The device provided by the embodiment of the present invention has the same implementation principle and technical effect as the method embodiments, and for the sake of brief description, reference may be made to the corresponding contents in the method embodiments without reference to the device embodiments.
It should be noted that: like reference numbers and letters refer to like items in the following figures, and thus, once an item is defined in one figure, it need not be further defined or explained in subsequent figures.

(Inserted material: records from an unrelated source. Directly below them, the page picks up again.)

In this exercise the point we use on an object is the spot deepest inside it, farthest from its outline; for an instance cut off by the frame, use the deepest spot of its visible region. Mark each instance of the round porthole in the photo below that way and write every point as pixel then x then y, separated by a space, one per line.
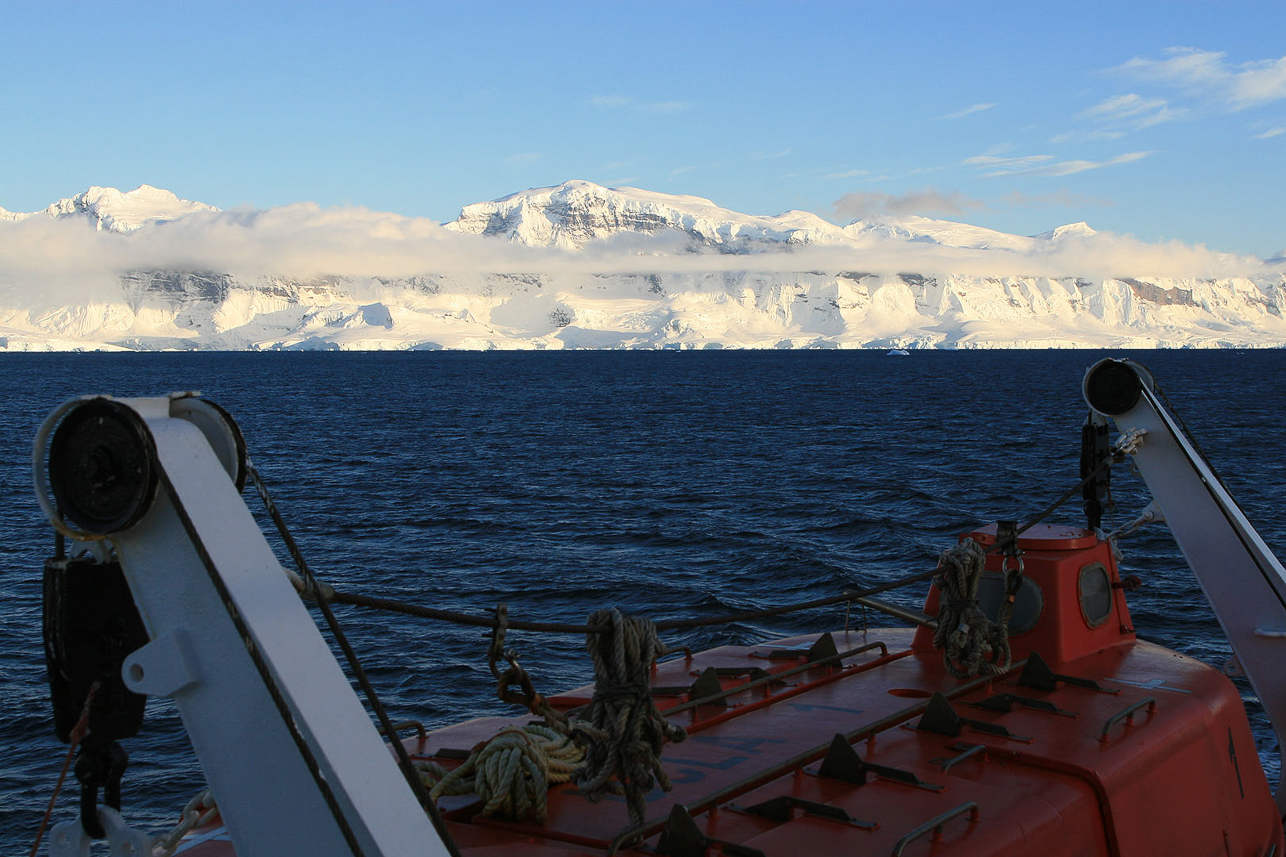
pixel 1096 595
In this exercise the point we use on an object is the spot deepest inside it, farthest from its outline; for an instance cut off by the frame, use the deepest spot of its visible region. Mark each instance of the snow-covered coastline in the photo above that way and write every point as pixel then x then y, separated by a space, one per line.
pixel 580 265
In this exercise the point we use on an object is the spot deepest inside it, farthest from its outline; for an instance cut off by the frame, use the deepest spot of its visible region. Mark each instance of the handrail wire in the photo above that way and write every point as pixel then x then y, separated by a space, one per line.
pixel 327 593
pixel 404 762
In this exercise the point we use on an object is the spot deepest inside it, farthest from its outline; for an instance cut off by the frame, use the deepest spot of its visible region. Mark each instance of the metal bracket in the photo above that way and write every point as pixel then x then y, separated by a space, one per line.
pixel 70 839
pixel 1037 674
pixel 163 667
pixel 842 763
pixel 943 719
pixel 683 838
pixel 1005 704
pixel 782 810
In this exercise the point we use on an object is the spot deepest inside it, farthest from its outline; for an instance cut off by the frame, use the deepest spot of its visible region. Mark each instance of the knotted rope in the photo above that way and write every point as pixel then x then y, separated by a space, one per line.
pixel 971 644
pixel 614 749
pixel 628 762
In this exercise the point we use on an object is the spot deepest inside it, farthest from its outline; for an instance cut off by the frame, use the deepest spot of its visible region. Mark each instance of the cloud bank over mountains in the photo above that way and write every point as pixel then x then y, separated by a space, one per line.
pixel 584 265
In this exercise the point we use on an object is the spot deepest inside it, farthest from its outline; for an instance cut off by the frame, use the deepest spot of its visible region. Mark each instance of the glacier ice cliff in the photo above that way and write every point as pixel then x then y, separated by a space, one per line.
pixel 580 265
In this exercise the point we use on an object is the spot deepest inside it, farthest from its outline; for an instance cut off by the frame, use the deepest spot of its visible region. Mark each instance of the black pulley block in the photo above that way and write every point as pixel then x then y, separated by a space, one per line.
pixel 100 467
pixel 1113 387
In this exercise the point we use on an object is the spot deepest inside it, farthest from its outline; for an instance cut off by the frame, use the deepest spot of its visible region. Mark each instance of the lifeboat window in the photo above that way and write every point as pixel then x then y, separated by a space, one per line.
pixel 1028 604
pixel 1096 595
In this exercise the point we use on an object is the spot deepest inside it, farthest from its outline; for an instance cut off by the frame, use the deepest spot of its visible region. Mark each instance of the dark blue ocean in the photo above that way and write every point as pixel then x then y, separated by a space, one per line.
pixel 669 484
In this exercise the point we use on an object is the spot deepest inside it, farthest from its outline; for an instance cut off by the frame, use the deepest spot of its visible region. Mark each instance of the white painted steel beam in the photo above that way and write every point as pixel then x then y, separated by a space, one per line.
pixel 1240 575
pixel 197 537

The flowchart and block diagrams in the figures illustrate the architecture, functionality, and operation of possible implementations of systems, methods and computer program products according to various embodiments of the present invention. In this regard, each block in the flowchart or block diagrams may represent a module, segment, or portion of code, which comprises one or more executable instructions for implementing the specified logical function(s). It should also be noted that, in some alternative implementations, the functions noted in the block may occur out of the order noted in the figures. For example, two blocks shown in succession may, in fact, be executed substantially concurrently, or the blocks may sometimes be executed in the reverse order, depending upon the functionality involved. It will also be noted that each block of the block diagrams and/or flowchart illustration, and combinations of blocks in the block diagrams and/or flowchart illustration, can be implemented by special purpose hardware-based systems which perform the specified functions or acts, or combinations of special purpose hardware and computer instructions.
It is clear to those skilled in the art that, for convenience and brevity of description, the specific working processes of the system and the apparatus described above may refer to the corresponding processes in the foregoing method embodiments, and are not described herein again.

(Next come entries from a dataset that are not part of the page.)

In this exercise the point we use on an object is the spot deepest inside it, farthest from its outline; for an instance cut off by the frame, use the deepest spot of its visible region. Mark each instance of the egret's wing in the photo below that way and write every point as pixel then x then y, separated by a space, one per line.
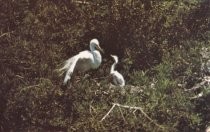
pixel 79 62
pixel 70 66
pixel 118 79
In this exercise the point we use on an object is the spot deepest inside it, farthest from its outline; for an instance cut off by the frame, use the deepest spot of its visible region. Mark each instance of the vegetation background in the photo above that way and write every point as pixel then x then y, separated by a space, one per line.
pixel 158 43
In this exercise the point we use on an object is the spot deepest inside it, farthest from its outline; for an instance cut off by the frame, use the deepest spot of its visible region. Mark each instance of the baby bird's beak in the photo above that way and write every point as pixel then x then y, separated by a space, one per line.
pixel 100 49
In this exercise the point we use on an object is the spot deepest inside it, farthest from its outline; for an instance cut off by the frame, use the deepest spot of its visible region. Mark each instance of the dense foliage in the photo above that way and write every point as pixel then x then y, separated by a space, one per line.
pixel 158 43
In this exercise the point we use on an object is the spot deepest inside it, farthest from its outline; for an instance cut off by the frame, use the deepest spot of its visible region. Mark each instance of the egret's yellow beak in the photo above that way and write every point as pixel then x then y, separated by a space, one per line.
pixel 100 49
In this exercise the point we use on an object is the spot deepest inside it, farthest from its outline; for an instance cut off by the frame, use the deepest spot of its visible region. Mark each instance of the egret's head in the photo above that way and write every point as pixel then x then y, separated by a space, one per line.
pixel 94 44
pixel 115 58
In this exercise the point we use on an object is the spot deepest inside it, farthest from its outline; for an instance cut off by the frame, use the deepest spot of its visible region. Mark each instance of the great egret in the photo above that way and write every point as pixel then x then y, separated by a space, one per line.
pixel 116 76
pixel 83 61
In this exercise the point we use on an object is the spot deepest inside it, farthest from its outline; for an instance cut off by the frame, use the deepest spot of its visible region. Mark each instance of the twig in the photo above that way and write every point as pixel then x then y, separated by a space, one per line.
pixel 28 87
pixel 122 115
pixel 108 113
pixel 138 108
pixel 4 34
pixel 197 96
pixel 131 107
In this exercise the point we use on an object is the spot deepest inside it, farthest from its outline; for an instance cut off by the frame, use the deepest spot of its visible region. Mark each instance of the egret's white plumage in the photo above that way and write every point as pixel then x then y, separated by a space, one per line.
pixel 83 61
pixel 116 76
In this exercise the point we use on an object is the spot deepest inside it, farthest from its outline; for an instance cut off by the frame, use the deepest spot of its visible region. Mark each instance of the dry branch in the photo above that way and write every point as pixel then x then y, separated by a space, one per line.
pixel 130 107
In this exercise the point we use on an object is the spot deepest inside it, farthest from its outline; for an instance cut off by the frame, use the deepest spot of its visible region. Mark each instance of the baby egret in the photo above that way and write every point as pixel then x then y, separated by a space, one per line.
pixel 117 77
pixel 83 61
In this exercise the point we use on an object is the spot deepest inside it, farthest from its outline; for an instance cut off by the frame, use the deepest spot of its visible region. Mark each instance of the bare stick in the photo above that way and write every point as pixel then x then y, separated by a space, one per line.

In addition, in the description of the embodiments of the present invention, unless otherwise explicitly specified or limited, the terms "mounted," "connected," and "connected" are to be construed broadly, e.g., as being fixedly connected, detachably connected, or integrally connected; can be mechanically or electrically connected; they may be connected directly or indirectly through intervening media, or they may be interconnected between two elements. The specific meanings of the above terms in the present invention can be understood in specific cases to those skilled in the art.

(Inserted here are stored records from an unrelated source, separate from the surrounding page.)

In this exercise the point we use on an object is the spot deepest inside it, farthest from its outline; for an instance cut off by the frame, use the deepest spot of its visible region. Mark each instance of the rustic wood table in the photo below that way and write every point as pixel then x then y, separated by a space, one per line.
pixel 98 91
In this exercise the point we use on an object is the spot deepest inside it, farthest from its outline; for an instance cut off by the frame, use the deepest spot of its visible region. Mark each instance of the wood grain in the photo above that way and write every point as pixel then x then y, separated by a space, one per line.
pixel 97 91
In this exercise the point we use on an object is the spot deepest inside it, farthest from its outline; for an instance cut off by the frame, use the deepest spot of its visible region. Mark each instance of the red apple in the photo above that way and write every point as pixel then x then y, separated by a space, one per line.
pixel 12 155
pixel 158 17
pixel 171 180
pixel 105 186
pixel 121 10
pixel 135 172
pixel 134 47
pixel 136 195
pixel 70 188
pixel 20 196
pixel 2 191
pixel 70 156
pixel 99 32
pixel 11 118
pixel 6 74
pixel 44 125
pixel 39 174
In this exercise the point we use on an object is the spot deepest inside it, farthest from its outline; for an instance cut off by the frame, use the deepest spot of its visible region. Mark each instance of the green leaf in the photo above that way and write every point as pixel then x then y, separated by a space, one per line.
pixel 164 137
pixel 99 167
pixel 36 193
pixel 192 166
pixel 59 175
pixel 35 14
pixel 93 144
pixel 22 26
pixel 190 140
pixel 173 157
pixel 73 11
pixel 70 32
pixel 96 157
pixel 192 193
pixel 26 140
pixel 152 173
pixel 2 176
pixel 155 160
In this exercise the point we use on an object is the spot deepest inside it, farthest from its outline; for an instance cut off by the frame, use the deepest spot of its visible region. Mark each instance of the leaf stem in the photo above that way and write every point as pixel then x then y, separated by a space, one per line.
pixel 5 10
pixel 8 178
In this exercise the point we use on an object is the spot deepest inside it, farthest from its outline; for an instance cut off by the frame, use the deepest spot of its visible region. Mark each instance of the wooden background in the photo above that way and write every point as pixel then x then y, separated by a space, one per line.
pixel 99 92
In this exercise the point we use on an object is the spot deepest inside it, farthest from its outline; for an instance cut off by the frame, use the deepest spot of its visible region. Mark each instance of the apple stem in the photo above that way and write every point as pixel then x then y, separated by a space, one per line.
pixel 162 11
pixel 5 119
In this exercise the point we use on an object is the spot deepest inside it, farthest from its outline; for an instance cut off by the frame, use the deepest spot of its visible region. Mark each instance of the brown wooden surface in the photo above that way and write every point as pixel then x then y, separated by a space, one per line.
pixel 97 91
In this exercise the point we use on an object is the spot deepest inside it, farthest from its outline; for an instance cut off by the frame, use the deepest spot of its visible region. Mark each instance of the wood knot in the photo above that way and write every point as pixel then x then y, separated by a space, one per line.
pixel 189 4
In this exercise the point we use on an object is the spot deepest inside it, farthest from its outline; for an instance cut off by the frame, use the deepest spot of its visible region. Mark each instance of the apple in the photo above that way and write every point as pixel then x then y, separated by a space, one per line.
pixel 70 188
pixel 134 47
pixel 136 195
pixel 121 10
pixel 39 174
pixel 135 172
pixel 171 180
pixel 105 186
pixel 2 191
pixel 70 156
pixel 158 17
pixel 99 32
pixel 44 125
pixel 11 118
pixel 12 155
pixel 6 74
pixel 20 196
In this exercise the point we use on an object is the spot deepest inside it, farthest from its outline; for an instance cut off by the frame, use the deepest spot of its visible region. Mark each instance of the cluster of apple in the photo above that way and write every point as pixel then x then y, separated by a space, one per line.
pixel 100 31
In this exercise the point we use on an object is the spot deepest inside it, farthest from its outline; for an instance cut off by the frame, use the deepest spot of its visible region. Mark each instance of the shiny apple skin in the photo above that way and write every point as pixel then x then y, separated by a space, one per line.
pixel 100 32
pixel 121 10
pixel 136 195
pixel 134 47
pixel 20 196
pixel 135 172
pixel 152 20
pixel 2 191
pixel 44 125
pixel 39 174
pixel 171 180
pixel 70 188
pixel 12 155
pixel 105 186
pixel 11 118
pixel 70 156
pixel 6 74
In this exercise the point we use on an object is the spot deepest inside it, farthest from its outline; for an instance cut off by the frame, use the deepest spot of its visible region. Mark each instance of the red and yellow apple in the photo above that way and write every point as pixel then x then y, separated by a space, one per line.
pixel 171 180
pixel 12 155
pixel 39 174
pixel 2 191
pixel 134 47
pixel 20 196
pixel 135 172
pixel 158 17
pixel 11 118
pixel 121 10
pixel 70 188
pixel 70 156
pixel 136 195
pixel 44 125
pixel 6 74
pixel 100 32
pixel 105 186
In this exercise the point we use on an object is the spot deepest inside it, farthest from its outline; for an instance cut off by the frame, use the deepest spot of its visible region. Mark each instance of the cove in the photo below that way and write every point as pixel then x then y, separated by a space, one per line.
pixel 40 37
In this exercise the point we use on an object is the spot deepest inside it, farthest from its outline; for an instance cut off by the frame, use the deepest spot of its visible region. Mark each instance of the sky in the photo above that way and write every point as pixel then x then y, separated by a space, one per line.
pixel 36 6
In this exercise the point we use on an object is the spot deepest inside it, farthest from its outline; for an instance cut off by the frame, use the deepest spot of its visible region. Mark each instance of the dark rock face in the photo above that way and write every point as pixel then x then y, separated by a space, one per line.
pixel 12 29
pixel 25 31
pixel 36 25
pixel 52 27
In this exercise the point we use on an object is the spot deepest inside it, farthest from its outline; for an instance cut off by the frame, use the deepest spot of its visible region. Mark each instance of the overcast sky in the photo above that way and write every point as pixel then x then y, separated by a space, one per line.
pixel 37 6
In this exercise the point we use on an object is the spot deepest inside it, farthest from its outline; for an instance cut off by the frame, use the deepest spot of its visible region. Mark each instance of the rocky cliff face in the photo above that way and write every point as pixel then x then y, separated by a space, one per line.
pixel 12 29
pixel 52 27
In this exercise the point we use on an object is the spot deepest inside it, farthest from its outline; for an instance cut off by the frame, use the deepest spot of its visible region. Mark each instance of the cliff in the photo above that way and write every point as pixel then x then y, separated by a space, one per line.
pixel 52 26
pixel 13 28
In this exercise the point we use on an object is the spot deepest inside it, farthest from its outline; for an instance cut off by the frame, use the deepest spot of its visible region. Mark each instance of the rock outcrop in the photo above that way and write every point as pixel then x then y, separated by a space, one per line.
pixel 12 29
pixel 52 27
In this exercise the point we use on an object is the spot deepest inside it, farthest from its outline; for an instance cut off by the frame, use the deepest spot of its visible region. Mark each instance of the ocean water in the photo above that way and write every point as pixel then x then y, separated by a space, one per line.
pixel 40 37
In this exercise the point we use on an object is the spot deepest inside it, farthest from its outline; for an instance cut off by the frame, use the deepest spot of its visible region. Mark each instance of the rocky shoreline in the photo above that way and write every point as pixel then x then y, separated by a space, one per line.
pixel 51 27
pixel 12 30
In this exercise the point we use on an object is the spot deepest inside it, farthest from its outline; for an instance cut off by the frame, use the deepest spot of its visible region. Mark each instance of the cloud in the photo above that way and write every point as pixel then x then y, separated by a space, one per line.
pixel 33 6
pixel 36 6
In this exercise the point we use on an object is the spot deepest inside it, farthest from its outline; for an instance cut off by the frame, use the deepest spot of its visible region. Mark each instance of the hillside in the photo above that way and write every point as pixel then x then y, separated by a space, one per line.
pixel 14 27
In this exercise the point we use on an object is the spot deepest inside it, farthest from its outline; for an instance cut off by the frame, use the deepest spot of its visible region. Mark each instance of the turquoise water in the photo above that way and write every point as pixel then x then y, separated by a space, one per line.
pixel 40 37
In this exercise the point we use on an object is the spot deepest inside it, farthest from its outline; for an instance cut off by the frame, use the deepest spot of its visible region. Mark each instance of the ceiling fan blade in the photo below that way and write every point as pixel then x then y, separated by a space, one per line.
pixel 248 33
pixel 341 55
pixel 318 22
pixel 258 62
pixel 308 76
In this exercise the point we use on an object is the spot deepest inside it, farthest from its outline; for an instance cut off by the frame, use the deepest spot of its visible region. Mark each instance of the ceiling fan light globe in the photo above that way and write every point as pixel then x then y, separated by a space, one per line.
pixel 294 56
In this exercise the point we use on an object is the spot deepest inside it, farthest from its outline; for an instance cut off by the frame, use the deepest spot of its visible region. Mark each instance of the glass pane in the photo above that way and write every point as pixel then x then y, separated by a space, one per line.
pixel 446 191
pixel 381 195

In the description of the present invention, it should be noted that the terms "center", "upper", "lower", "left", "right", "vertical", "horizontal", "inner", "outer", etc., indicate orientations or positional relationships based on the orientations or positional relationships shown in the drawings, and are only for convenience of description and simplicity of description, but do not indicate or imply that the device or element being referred to must have a particular orientation, be constructed and operated in a particular orientation, and thus, should not be construed as limiting the present invention. Furthermore, the terms "first," "second," and "third" are used for descriptive purposes only and are not to be construed as indicating or implying relative importance.
Finally, it should be noted that: the above-mentioned embodiments are only specific embodiments of the present invention, which are used for illustrating the technical solutions of the present invention and not for limiting the same, and the protection scope of the present invention is not limited thereto, although the present invention is described in detail with reference to the foregoing embodiments, those skilled in the art should understand that: any person skilled in the art can modify or easily conceive the technical solutions described in the foregoing embodiments or equivalent substitutes for some technical features within the technical scope of the present disclosure; such modifications, changes or substitutions do not depart from the spirit and scope of the embodiments of the present invention, and they should be construed as being included therein. Therefore, the protection scope of the present invention shall be subject to the protection scope of the claims.

Claims (10)

1. A method for continuous sign language recognition based on the ResNet34 network-attention mechanism, comprising:
s1: acquiring a first video data training set, wherein the first video data set comprises RGB (red, green and blue) videos and depth videos, and extracting key frames of the first video data training set by adopting a KFE (Kalman Filter) clustering algorithm to acquire a second video data training set, wherein the second video data training set is provided with a label;
s2: constructing a ResNet34 network topology, fusing a PSA channel attention mechanism and an RCC space attention mechanism into a PR attention mechanism, and integrating the PR attention mechanism with the ResNet34 network topology to extract characteristic information of the second video data set;
s3: constructing a BilSTM network topology to encode the characteristic information of the second video data set, and decoding the encoded second video data set by adopting an LSTM-CTC end-to-end network structure topology and the label of the second video data training set;
s4: and constructing an objective function to adjust the network topology parameters, the BilSTM network topology parameters and the LSTM-CTC end-to-end network structure topology parameters after the ResNet34 network topology and the PR attention mechanism are integrated.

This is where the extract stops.